Have you ever tried to talk to someone, but all you did was make them mad? I’ve done that.
Direct always worked for me until I tried to lead. Even then, it still worked up to a point. I tried to sandwich the negative between 2 positives, but blunt was still my enemy. I spent a lot of time trying to rework what I wanted to say before I opened my mouth.
Is blunt holding you back?
Don’t get me wrong. Blunt is appropriate at times.
Remember in John 2:13-17 when Jesus threw the moneychangers out of the temple? Jesus did not mince any words there.
To be a blessing instead of a curse is a goal that I have. I want to leave those that hear my voice or read what I have written something they can use. I may not have the gift of encouragement, but over the years I have learned how to be encouraging. You could say that I have learned how to give a gift of encouragement to others.

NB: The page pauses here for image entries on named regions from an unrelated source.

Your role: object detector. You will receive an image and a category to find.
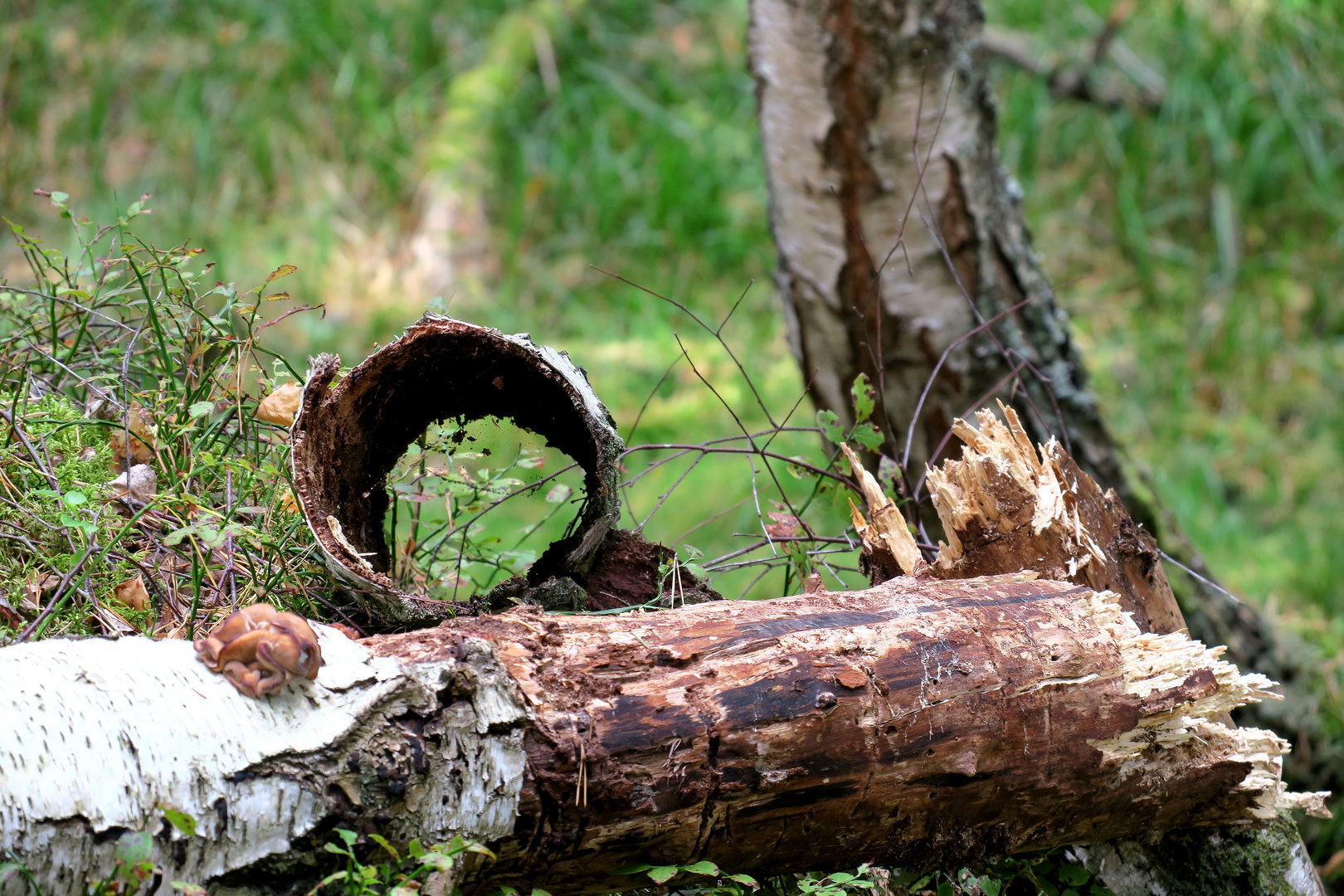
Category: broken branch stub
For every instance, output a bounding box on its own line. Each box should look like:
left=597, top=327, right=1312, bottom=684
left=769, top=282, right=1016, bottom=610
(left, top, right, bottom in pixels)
left=928, top=403, right=1186, bottom=634
left=293, top=314, right=625, bottom=623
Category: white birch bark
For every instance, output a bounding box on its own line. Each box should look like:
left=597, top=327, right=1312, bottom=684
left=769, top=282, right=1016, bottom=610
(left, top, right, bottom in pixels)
left=0, top=626, right=525, bottom=896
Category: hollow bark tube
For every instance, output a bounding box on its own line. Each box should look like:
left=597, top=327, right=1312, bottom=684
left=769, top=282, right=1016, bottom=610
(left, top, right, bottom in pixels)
left=421, top=575, right=1286, bottom=892
left=293, top=314, right=625, bottom=623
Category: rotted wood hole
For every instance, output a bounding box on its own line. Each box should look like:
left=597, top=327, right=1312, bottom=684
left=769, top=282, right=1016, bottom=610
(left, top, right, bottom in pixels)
left=293, top=314, right=718, bottom=627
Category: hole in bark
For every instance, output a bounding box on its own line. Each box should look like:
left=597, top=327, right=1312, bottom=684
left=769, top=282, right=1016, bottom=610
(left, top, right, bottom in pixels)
left=292, top=316, right=625, bottom=625
left=378, top=415, right=585, bottom=601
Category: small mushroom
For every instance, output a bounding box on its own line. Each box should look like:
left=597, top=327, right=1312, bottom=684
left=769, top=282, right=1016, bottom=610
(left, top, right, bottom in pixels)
left=195, top=603, right=323, bottom=697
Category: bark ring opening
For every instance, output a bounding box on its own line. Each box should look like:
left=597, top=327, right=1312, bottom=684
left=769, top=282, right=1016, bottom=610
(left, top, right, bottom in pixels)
left=293, top=314, right=625, bottom=623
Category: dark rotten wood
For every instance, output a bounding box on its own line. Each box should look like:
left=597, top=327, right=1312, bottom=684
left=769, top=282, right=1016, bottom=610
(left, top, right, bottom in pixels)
left=373, top=577, right=1279, bottom=894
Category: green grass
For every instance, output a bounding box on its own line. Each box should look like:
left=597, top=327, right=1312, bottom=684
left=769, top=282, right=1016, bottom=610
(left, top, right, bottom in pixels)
left=0, top=0, right=1344, bottom=864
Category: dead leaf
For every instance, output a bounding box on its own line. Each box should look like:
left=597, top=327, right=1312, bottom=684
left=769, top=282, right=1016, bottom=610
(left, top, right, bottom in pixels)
left=0, top=598, right=27, bottom=629
left=256, top=382, right=304, bottom=427
left=331, top=622, right=364, bottom=640
left=91, top=606, right=137, bottom=638
left=108, top=464, right=158, bottom=504
left=111, top=573, right=149, bottom=610
left=108, top=404, right=154, bottom=470
left=19, top=573, right=61, bottom=611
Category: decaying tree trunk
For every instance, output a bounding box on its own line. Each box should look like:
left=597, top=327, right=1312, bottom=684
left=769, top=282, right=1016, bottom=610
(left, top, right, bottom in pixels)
left=0, top=400, right=1322, bottom=896
left=748, top=0, right=1344, bottom=849
left=0, top=573, right=1312, bottom=896
left=750, top=0, right=1133, bottom=505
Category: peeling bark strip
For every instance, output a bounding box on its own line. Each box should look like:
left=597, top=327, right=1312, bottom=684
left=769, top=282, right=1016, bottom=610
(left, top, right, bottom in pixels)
left=748, top=0, right=1140, bottom=509
left=0, top=573, right=1322, bottom=896
left=293, top=314, right=625, bottom=623
left=928, top=404, right=1186, bottom=634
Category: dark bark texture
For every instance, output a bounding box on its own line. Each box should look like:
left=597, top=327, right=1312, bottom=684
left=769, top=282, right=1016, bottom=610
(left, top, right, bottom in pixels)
left=750, top=0, right=1344, bottom=790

Yes, I can still be direct when needed. I think you will find though that it is not needed nearly as often as you might think.

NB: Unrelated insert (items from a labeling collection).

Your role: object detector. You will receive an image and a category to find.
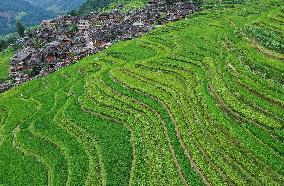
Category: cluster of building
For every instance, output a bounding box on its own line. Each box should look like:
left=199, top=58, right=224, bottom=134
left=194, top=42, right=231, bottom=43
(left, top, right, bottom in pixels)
left=0, top=0, right=198, bottom=92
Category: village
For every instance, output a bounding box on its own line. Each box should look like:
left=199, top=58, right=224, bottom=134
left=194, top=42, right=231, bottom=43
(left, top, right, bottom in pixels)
left=0, top=0, right=198, bottom=92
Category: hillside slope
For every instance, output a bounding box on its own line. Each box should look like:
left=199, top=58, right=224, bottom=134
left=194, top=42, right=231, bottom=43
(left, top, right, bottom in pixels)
left=0, top=0, right=85, bottom=35
left=0, top=0, right=284, bottom=185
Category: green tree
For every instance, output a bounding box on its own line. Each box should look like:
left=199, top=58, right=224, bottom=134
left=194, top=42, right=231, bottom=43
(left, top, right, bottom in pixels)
left=16, top=21, right=26, bottom=37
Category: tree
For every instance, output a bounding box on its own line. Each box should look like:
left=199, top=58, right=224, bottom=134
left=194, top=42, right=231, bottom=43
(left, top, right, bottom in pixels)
left=16, top=21, right=26, bottom=37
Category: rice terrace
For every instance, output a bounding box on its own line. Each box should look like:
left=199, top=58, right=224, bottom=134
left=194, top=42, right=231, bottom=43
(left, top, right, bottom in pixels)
left=0, top=0, right=284, bottom=186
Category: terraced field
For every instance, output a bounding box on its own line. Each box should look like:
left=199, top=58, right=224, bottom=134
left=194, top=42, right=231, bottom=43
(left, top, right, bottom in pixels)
left=0, top=0, right=284, bottom=186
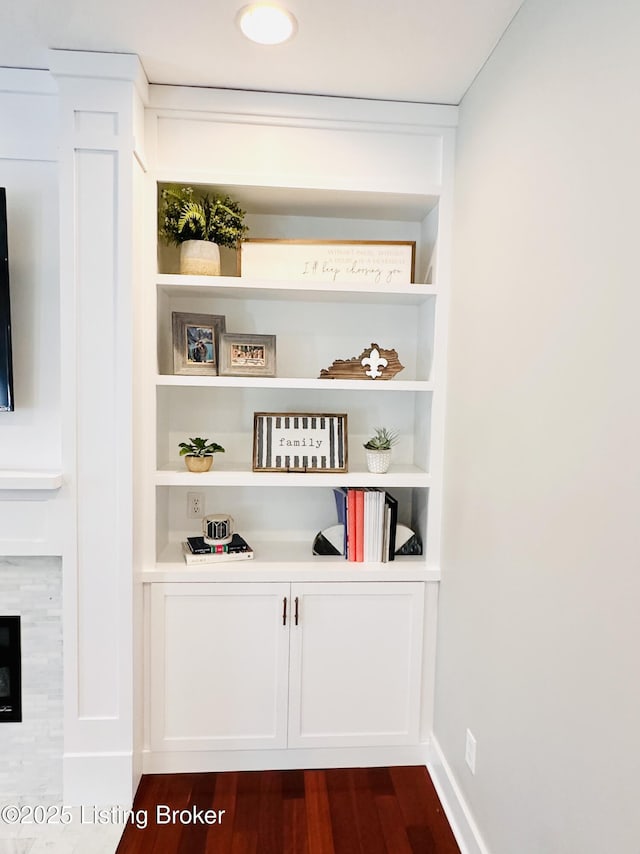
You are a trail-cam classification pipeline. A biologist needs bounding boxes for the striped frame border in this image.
[253,412,348,472]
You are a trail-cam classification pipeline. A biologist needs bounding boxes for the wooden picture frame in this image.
[218,332,276,377]
[171,311,226,376]
[253,412,348,473]
[238,237,416,288]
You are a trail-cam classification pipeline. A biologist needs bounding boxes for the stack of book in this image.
[333,487,398,563]
[182,534,253,565]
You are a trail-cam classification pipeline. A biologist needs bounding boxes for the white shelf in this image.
[156,458,431,489]
[156,374,433,393]
[141,535,440,582]
[157,273,437,305]
[0,469,62,491]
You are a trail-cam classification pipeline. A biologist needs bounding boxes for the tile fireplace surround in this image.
[0,557,63,804]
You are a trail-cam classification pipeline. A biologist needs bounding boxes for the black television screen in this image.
[0,187,13,412]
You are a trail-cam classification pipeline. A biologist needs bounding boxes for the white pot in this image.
[367,451,391,474]
[180,240,220,276]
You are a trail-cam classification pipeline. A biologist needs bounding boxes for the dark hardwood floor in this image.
[116,766,460,854]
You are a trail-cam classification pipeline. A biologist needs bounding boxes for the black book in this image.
[383,492,398,560]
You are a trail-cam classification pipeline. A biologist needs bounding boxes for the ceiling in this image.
[0,0,523,104]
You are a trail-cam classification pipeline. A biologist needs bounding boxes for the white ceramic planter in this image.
[367,451,391,474]
[180,240,220,276]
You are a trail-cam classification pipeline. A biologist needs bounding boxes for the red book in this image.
[345,489,357,560]
[354,489,364,563]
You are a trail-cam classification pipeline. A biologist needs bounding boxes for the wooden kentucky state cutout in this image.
[319,343,404,380]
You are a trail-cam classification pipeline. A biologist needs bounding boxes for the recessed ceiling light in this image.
[238,3,297,44]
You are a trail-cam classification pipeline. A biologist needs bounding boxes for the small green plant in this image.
[364,427,399,451]
[178,436,224,457]
[158,186,249,249]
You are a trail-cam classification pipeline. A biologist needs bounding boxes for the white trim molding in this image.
[427,735,491,854]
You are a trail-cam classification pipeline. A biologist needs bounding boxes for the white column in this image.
[50,50,147,804]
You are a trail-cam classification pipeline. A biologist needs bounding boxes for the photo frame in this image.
[171,311,226,376]
[218,332,276,377]
[253,412,348,473]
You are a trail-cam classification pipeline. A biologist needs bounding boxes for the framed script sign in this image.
[238,238,416,288]
[253,412,347,472]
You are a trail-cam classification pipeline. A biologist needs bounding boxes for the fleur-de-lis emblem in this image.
[362,347,389,380]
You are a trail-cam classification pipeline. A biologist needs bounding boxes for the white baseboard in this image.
[427,735,491,854]
[142,744,429,774]
[62,753,135,808]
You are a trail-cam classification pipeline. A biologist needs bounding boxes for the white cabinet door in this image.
[288,582,424,747]
[150,582,289,750]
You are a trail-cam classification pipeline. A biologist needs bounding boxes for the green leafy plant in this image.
[158,186,249,249]
[364,427,399,451]
[178,436,224,457]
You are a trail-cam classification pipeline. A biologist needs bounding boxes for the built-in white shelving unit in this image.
[138,92,453,771]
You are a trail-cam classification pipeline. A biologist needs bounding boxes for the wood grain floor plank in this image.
[203,771,238,854]
[116,766,460,854]
[304,771,334,854]
[375,795,414,854]
[345,768,388,854]
[326,769,367,854]
[282,798,309,854]
[389,766,460,854]
[257,771,284,854]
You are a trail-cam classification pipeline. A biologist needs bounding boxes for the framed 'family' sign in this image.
[253,412,347,472]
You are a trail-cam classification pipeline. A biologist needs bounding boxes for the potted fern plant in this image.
[178,436,224,472]
[364,427,399,474]
[158,186,248,276]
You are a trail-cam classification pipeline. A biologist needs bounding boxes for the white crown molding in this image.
[0,68,58,95]
[49,48,149,104]
[149,84,458,132]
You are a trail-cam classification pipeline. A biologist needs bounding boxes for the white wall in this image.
[435,0,640,854]
[0,69,60,469]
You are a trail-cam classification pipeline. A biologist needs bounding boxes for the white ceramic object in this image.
[367,451,391,474]
[180,240,220,276]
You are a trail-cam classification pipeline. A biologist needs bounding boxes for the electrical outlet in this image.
[187,492,204,519]
[464,729,476,774]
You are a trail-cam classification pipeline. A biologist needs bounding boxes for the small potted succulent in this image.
[178,436,224,472]
[364,427,399,474]
[158,186,248,276]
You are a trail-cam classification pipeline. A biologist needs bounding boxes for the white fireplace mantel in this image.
[0,469,64,492]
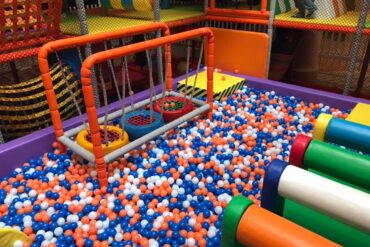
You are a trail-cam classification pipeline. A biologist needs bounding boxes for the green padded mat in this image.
[60,15,152,35]
[115,5,204,22]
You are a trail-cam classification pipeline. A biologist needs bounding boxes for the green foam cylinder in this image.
[221,195,253,247]
[283,199,370,247]
[303,140,370,192]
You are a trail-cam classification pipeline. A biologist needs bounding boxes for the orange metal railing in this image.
[38,22,172,138]
[81,28,214,186]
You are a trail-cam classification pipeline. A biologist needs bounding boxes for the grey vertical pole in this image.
[343,0,370,95]
[75,0,100,107]
[266,0,276,79]
[153,0,163,86]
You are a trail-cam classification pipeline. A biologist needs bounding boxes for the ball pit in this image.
[0,88,347,247]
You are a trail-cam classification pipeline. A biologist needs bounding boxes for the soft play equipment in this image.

Does that mean that you become dishonest? No, not at all. It means that you reframe what you want to say in terms of a benefit to the person you are addressing. You make it your goal to teach and help.
Examples of what you could say are:
“You’ll achieve more when . . .” And, “You’ll save money when . . .”

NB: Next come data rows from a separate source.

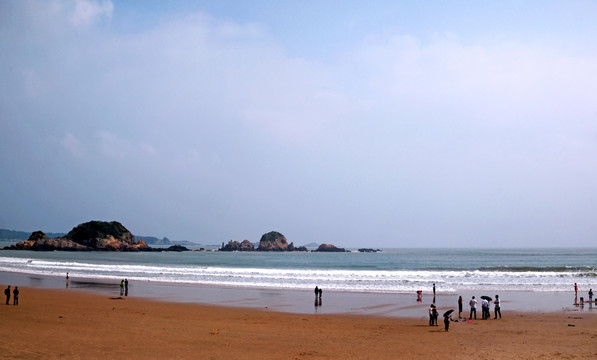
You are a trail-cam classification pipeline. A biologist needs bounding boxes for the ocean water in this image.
[0,248,597,293]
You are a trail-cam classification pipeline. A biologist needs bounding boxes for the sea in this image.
[0,248,597,294]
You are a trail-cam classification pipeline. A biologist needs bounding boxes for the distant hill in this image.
[0,229,196,245]
[0,229,66,241]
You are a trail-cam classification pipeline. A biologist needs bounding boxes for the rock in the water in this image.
[316,244,346,252]
[257,231,294,251]
[5,221,150,251]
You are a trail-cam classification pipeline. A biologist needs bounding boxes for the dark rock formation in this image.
[166,245,189,252]
[220,240,255,251]
[257,231,294,251]
[5,221,150,251]
[359,248,381,252]
[315,244,346,252]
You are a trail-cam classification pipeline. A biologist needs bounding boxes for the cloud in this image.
[0,1,597,246]
[70,0,114,27]
[60,133,85,158]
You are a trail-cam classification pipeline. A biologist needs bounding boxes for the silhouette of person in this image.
[444,314,452,331]
[12,286,19,305]
[458,296,462,319]
[4,285,10,305]
[468,296,477,320]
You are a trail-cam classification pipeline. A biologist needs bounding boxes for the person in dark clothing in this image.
[458,296,462,319]
[4,285,10,305]
[444,315,452,331]
[12,286,19,305]
[490,295,502,319]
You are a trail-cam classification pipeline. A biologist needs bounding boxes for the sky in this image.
[0,0,597,248]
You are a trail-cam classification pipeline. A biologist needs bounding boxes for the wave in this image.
[0,258,597,293]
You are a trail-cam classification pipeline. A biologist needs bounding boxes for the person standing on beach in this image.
[468,296,477,320]
[444,314,452,331]
[4,285,10,305]
[12,286,19,305]
[429,304,435,326]
[493,295,502,319]
[481,299,489,320]
[458,296,462,319]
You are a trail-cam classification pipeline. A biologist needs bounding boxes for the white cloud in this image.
[60,133,85,158]
[70,0,114,27]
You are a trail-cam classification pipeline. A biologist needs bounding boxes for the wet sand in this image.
[0,286,597,359]
[0,272,597,319]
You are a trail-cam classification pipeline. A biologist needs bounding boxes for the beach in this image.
[0,287,597,359]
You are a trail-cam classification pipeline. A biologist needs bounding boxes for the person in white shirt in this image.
[468,296,477,320]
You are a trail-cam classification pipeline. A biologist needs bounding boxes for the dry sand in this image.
[0,287,597,360]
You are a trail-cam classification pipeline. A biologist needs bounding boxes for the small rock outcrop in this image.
[5,221,150,251]
[315,244,346,252]
[359,248,381,252]
[220,240,255,251]
[166,245,190,252]
[257,231,294,251]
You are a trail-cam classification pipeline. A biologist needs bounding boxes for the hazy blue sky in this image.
[0,0,597,247]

Before you jump right in, be sure to ask if you may give them feedback. Most folks like feedback. It suggests that you want to help them improve, and the question prepares them for what you want to say. They may anticipate that you are going to recommend a change. Do sandwich the positively phrased action inside of the rest of the positive feedback.
Consider this passage:
Ye are the salt of the earth: but if the salt have lost his savour, wherewith shall it be salted? it is thenceforth good for nothing, but to be cast out, and to be trodden under foot of men. Ye are the light of the world. A city that is set on an hill cannot be hid. Neither do men light a candle, and put it under a bushel, but on a candlestick; and it giveth light unto all that are in the house. Let your light so shine before men, that they may see your good works, and glorify your Father which is in heaven.
When I think of this passage, I tend to focus more on being light and salt, and the responsibility that comes with it. What if Jesus had simply said, “Some of you aren’t doing what you ought to be doing”? Although a lot more direct, it would not have been nearly as effective.
Today’s challenge is to consider how you approach other people.
Sometimes folks will get on the wrong page no matter what you say. Sometimes a phrase that means one thing to one person will mean something else to another. It cannot be helped. When that happens, go back and clarify what you’ve said.
Here’s the challenge. On the whole, does the feedback you offer inspire change? Or does the person you shared with spend the rest of the day thinking about how you treated them or hurt their feelings? Remember to express what you want to say in terms of a benefit to the listener.